オーバースクエア万歳!ショートストローク万歳!EJ20万歳!
エンジン音、排気音はいつものEJ20ターボの音。
直4のような安っぽい雑味(掃除機音)ではないが、美音でもないし、水平対向のクセに澄んだ音でもない。
美音ではないが愚音でもない。
気に入らなければ、排気系を換えて好きにすればイイと思う。
長期に渡ってFA20を使うかEJ20を使い続けるか悩んだ挙句、結局、FA20を諦めてEJ20を採用したスバル。

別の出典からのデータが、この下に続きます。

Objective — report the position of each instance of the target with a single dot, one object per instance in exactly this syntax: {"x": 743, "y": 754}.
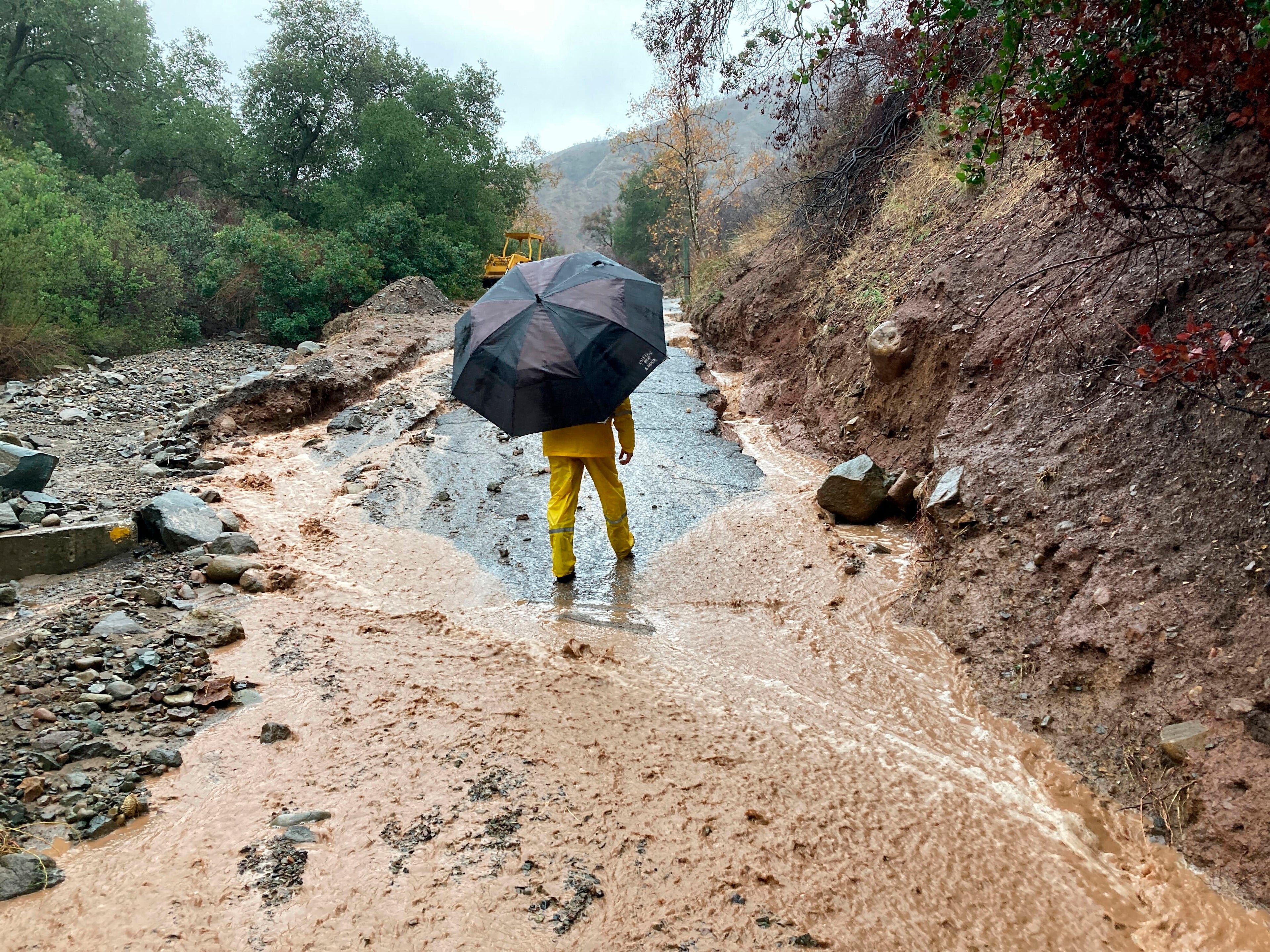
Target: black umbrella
{"x": 558, "y": 342}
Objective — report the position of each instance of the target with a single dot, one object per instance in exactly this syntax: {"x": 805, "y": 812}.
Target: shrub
{"x": 291, "y": 280}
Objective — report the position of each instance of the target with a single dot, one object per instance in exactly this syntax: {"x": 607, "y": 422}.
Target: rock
{"x": 93, "y": 748}
{"x": 27, "y": 873}
{"x": 214, "y": 692}
{"x": 100, "y": 827}
{"x": 854, "y": 491}
{"x": 229, "y": 568}
{"x": 148, "y": 596}
{"x": 55, "y": 740}
{"x": 948, "y": 491}
{"x": 1176, "y": 739}
{"x": 253, "y": 580}
{"x": 232, "y": 544}
{"x": 300, "y": 818}
{"x": 889, "y": 351}
{"x": 120, "y": 690}
{"x": 32, "y": 515}
{"x": 274, "y": 732}
{"x": 180, "y": 521}
{"x": 213, "y": 629}
{"x": 31, "y": 789}
{"x": 164, "y": 757}
{"x": 115, "y": 625}
{"x": 901, "y": 493}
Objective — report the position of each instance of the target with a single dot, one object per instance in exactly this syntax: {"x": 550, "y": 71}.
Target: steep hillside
{"x": 591, "y": 172}
{"x": 1104, "y": 574}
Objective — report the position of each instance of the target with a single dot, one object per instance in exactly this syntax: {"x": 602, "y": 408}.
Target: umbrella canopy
{"x": 558, "y": 342}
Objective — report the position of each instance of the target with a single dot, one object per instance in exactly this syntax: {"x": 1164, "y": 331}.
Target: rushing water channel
{"x": 731, "y": 747}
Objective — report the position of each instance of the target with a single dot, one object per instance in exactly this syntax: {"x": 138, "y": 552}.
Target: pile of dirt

FA20のボア×ストロークは86×86のスクエアで、ホンダのシビック・タイプRやインテグラ・タイプR、アコード・ユーロRなんかのK20Aと同じ。
かつ、
FA20は直4ではなく水平対向なので「キレイに回す」上ではK20Aよりアドバンテージがあるハズだが、
少なくともNAのFA20は10年以上前に登場したK20Aとは比較にならないぐらいプアなエンジンだった。
で、結局、スバルはFA20DITは低燃費用途のダウンサイジングターボという位置付けとし、スポーツエンジンとしては諦めたワケだが、
ここはホンダとスバルの露骨な技術差だと個人的には思っている。
ただ、86×86のスクエアという同一条件でデッドヒートを繰り広げる必要はなく、
結果として、ハイパワー、高回転型のステキなフィーリングのスポーツエンジンが出来上がれば良いワケで、
そういう意味ではオーバースクエアの古いEJ20を使い続ける、という選択をしたスバルに、個人的には好印象。
十分に速いエンジンだが、「シュパッ」と日本刀で切れるようなフィーリングは欠落している。
世の中では「モリモリとトルクが・・・」などと表現されることが多く、昔は私もそう誤解していたが、実際にはトルクUPすると、「切れ味鋭い」感じになるな・・・というのが個人的な所感。
たぶんVAB STIのEJ20は、歴代のEJ20ターボと同様に、そこは敢えて抑えているのだと思う。
ちょっとバルタイをいじったり、少し過激にブーストアップしてやると、燃費と引き換えに、切れ味鋭い加速を得られるんだろう。
ワクワクするな。
ギア比と、エンジン~フライホイールのイナーシャの関係について、ヒール・アンド・トゥをしていて気になった。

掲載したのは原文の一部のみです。